Sabtu, 04 Oktober 2014

Resensi "KEKEJAMAN BAGI SANG SAKSI MATA"

Judul buku            : Saksi Mata
Pengarang            : Seno Gumira Ajidarma
Jumlah halaman    : vii+115 halaman
Tebal buku           : 1 cm
Penerbit               : Yayasan Bentang Budaya
Tahun terbit          : 1994
   
          Seno Gumira Ajidarma seorang cerpenis, novelis sekaligus jurnalis, Seno menyampaikan kritik tajamnya kepada penguasa melalui tulisan-tulisannya. Balutan kalimat Seno dengan bahasa yang lugas selalu bisa diikuti pembaca dengan enak, meskipun pada akhirnya mengajak pembaca ke sebuah kisah suram. Meninggalnya seseorang dengan tidak wajar, kondisi sosial yang mengenaskan serta pelanggaran HAM yang dilakukan oleh negara.
          Cerpen-cerpen yang dihasilkan Seno mengukuhkan dia sebagai oposan bagi penguasa Orde Baru. Ia mulai mengkritisi Orba sejak 1980-an. Ia mengajak pembaca untuk menyaksikan peristiwa itu sambil mendorongnya untuk melakukan refleksi terhadap itu.  Peristiwa-peristiwa dalam cerpennya mampu membuka hati dan pikiran pembaca untuk menyadari bahwa di luar sana, tak jauh dari tempat pembaca terjadi peristiwa memilukan.
          Kelebihan Seno adalah pada cara dia bercerita.

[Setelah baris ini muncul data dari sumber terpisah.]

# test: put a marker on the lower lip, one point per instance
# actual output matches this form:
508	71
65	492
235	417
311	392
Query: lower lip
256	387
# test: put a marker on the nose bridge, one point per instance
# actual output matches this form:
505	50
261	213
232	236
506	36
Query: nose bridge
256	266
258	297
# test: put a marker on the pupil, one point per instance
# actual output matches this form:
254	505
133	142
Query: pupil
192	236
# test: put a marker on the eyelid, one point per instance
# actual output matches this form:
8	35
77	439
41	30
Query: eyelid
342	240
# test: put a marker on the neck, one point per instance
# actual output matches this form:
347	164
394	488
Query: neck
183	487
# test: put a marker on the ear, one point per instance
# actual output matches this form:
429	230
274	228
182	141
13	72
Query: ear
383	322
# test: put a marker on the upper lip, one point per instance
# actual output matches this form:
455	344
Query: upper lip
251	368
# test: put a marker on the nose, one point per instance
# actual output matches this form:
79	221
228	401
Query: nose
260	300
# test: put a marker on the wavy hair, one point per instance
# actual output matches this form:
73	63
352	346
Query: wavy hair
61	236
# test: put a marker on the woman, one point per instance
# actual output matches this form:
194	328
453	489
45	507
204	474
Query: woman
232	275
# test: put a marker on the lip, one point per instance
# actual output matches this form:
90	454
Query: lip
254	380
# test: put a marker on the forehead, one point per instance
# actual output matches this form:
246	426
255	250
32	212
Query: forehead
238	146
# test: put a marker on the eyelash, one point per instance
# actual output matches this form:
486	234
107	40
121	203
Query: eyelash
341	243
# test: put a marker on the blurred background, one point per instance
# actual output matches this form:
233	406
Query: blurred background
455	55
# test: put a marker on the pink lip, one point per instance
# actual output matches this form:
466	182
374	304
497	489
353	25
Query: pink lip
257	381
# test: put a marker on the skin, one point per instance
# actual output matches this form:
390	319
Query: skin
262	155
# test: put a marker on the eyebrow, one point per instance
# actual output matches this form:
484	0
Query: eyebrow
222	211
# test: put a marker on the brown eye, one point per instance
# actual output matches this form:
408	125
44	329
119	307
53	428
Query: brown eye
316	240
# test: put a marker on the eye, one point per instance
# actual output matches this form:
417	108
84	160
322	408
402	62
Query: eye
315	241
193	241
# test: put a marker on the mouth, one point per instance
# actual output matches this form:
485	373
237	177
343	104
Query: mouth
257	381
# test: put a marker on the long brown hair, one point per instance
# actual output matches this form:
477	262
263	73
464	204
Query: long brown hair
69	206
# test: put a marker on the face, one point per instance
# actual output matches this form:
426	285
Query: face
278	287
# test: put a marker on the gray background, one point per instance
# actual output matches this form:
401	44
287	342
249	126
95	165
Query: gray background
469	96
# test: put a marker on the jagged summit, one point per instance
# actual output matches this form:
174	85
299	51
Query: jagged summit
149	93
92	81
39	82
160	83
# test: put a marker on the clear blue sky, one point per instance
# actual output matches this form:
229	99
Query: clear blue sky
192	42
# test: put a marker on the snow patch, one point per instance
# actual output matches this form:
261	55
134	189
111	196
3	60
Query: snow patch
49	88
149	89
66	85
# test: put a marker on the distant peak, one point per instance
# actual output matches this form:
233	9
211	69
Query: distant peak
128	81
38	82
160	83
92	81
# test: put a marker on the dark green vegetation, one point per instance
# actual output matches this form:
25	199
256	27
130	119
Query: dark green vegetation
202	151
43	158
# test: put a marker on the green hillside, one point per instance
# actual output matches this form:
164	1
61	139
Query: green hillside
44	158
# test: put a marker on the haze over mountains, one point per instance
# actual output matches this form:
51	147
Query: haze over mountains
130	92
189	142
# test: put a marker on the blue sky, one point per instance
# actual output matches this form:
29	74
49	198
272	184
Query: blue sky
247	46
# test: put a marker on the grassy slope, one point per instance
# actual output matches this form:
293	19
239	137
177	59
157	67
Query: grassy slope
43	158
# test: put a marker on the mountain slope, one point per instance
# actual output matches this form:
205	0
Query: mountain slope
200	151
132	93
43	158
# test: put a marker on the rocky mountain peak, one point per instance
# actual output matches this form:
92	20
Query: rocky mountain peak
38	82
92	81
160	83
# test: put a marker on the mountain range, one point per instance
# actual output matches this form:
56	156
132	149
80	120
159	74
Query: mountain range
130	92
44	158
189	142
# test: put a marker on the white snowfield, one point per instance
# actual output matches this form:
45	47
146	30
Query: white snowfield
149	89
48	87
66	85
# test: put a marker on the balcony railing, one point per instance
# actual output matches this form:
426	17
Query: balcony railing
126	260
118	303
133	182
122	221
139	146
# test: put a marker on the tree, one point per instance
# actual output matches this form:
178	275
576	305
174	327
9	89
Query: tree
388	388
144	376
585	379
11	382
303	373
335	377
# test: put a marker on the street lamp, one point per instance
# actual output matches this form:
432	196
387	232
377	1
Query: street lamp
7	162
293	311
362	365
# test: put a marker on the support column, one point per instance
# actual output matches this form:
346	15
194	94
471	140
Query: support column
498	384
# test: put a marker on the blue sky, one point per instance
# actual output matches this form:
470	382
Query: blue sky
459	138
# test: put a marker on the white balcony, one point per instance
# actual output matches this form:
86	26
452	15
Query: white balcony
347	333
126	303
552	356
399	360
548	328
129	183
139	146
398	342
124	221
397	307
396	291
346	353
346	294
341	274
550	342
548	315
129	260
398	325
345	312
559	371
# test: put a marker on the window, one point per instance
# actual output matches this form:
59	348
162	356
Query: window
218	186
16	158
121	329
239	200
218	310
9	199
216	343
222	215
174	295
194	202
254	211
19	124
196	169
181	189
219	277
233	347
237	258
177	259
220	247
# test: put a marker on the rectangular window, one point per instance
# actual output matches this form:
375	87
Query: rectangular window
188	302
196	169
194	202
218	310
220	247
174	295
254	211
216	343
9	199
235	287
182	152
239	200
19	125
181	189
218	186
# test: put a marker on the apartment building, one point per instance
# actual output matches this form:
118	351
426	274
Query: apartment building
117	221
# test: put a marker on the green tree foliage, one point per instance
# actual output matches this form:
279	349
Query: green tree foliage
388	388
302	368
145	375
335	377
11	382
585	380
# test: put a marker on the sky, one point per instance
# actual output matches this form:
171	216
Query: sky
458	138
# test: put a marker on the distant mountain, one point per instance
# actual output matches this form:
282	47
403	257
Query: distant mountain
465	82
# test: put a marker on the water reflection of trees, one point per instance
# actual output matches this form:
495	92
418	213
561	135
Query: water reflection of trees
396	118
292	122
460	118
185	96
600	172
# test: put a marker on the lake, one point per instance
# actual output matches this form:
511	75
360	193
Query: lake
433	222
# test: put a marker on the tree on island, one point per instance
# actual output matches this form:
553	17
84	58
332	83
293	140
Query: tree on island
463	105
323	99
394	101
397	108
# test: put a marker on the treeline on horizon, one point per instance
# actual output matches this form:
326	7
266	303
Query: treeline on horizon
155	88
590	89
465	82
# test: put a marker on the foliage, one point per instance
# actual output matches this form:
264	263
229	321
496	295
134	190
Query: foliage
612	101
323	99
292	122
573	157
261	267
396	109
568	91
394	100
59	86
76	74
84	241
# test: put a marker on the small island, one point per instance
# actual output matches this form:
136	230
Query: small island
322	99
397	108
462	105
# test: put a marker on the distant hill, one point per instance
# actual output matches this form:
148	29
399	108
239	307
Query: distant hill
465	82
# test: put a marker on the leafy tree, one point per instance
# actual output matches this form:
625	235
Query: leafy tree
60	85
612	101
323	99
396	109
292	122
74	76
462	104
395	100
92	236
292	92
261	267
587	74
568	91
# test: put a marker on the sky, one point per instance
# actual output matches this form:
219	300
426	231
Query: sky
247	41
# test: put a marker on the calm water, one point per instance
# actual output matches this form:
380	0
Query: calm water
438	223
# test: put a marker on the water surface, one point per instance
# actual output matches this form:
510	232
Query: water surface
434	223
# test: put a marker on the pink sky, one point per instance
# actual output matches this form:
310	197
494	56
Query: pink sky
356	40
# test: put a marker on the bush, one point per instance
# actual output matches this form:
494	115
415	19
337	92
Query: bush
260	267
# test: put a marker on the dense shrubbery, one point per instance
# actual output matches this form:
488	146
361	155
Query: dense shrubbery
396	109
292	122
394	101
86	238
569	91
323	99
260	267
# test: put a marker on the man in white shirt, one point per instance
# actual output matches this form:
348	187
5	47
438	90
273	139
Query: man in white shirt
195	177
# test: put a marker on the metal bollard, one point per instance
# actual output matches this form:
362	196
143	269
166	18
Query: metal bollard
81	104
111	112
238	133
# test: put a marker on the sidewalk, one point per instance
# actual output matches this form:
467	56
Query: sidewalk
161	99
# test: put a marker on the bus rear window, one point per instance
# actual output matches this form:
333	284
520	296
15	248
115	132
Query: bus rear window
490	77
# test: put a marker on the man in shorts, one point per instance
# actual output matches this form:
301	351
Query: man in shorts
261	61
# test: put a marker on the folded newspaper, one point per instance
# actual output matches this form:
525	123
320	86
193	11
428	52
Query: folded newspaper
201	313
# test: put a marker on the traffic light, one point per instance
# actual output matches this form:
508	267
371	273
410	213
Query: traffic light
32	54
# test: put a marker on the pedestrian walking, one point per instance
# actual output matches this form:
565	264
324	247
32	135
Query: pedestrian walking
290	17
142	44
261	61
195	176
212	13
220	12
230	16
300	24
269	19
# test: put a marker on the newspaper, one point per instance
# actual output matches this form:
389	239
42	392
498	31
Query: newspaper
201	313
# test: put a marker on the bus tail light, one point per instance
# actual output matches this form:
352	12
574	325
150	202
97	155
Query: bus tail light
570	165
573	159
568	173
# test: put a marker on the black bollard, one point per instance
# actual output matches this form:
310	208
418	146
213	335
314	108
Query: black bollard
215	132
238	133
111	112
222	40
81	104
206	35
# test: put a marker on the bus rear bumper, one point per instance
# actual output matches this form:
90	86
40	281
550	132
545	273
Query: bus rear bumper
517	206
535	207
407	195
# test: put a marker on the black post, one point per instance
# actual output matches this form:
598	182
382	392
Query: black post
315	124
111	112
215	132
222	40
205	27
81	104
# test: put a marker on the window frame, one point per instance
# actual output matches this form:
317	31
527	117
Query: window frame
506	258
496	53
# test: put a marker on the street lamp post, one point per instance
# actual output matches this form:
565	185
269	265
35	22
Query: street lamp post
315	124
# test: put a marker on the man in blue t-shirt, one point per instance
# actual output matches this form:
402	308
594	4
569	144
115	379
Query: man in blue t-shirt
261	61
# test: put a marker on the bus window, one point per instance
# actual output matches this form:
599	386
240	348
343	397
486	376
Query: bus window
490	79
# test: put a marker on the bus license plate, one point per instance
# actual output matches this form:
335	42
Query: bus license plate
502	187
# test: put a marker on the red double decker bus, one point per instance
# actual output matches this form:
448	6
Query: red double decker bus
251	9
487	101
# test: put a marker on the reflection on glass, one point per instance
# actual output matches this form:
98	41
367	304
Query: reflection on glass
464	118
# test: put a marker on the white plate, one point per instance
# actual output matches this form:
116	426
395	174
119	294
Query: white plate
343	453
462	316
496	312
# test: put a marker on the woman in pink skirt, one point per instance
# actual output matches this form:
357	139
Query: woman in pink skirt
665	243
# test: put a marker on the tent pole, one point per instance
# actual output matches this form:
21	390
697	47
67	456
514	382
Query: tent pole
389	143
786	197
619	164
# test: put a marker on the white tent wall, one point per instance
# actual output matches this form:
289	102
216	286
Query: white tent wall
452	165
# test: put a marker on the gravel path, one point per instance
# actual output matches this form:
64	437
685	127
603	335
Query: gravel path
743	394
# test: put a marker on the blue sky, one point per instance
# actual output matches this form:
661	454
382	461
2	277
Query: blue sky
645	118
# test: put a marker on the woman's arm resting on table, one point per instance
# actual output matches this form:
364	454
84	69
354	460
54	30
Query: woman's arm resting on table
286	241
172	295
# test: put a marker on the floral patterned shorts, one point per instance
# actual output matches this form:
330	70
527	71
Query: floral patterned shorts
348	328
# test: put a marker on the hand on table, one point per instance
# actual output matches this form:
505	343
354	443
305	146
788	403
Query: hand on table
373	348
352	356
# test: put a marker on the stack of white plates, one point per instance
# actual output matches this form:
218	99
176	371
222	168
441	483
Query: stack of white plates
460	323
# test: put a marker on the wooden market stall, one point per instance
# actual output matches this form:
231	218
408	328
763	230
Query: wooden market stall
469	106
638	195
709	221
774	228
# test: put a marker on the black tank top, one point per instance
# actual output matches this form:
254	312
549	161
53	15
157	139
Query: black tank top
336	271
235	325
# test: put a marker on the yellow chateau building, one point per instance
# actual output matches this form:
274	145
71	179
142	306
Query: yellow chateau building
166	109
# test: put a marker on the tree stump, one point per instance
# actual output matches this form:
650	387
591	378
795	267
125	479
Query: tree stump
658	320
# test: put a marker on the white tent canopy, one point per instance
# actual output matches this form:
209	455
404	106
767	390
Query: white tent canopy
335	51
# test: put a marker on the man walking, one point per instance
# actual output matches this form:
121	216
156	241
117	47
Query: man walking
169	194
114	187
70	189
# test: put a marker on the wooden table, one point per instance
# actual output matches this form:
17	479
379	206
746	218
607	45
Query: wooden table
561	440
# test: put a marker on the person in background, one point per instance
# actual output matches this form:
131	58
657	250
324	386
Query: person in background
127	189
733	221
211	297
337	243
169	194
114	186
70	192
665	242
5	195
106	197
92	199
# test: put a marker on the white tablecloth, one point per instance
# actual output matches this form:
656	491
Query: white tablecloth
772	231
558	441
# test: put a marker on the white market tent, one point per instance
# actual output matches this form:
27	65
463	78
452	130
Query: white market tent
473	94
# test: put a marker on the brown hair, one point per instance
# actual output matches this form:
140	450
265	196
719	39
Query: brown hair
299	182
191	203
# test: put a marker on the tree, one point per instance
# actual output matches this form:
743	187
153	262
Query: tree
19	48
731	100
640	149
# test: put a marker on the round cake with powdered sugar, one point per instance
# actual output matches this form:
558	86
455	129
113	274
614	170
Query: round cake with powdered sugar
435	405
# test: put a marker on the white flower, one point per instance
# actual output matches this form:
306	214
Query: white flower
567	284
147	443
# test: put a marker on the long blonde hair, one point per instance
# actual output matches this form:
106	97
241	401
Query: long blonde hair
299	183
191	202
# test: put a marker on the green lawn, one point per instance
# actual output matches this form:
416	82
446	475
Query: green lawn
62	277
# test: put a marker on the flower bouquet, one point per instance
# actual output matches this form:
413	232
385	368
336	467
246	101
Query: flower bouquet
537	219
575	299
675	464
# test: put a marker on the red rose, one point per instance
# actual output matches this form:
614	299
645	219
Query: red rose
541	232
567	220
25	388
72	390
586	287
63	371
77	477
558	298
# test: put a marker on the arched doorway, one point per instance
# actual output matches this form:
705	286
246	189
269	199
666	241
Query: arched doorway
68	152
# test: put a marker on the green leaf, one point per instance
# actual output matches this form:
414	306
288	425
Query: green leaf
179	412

Biarpun memuati kritisme, cerpen-cerpennya tetap tersaji ringan. Ini menunjukkan betapa Seno seorang pendongeng yang mahir dalam tehnik dan punya banyak cara untuk bercerita.
          Isi buku ini juga cocok sekali dengan covernya, suram dan monocrome tapi ada pusat perhatiannya dibagian merah judulnya. Merah berarti darah dan sekaligus berarti keberanian. Seperti tema besar dalam buku kumpulan cerita pendek ini. Buku ini menjadi saksi bisu sekaligus pembuktian betapa kejamnya sebuah sejarah. Dalam buku kumpulan cerpen ini terdapat 13 judul cerpen yaitu Manuel; Salazar; Salvador;Listrik; Rosario; Seruling Kesunyian; Telinga; Darah Itu Merah,Jendral;Misteri Kota Ningi (atawa The Invisible Christmas);Pelajaran Sejarah;Maria;Klandestin dan Saksi Mata.
          Namun, sayangnya buku ini kurang pantas untuk dibaca oleh anak-anak. Hal itu disebabkan dominasi dari cerpen-cerpen ini bercerita tantang kekejaman bahkan hal-hal yang bisa dibilang mengerikan. Tapi terkadang, hal semengerikan itu memang terjadi di dunia nyata. Dan betapa kengerian dalam cerita takkan melampaui atau sekadar menyamai kengerian di dunia nyata. Narasi pada cerita pendek dalam buku ini seringkali memunculkan ketidaknyamanan pada pembacanya. Pemotongan kuping,pencokelan mata, penculikan, penyiksaan, pembantaian dan pembunuhan menjadi warna dalam buku ini. Nyawa dipertaruhkan, terpaksa berpisah dari keluarga. Mungkin sebentar, makan waktu lama atau bahkan tidak akan bertemu lagi selamanya. Ada seorang Ibu yang menunggui anak kesayangannya pergi ke medan perang, selama bertahun-tahun, tetapi ketika anaknya pulang terpaksa pertemuan yang sudah lama diridukan tidak pernah terlaksana, karena raut dan tubuh sang anak tidak dikenal Ibunya. Sang Ibu malah mengusirnya.Penuh dengan darah, kekejaman, penindasan, teror, rasa kesepian, serta perjuangan keras yang mengikutinya.
          Jika sekadar membaca cerita saja sudah demikian rasanya, sungguh benar jika perjuangan untuk mempertahankan dan menyempurnakan kemanusiaan memang sungguh tidak ringan, bahkan terlampau berat. Dan hal itu mampu digambarkan dengan jelas dalam kumpulan cerita pendek ini. Dibutuhkan keberanian untuk bersaksi meski mata terancam dicongkel, lidah terancam dicatut, telinga terancam dipotong, dan dada terancam dilubangi. Buku ini pun salah satu perwujudan keberanian itu.
          Buku kumpulan cerpen ini memberikan suatu pelajaran dimana perjuangan bukan hanya untuk orang yang berperang, orang yang akan memberikan kesaksian yang jujur sering kali harus berjuang dengan diri sendiri dan lawannya, serta dibutuhkan keberanian untuk mencari tahu kebenaran, melawan, dan memperjuangkan keadilan.  Begitu yang digambarkan dari kisah pertama buku ini, Saksi Mata.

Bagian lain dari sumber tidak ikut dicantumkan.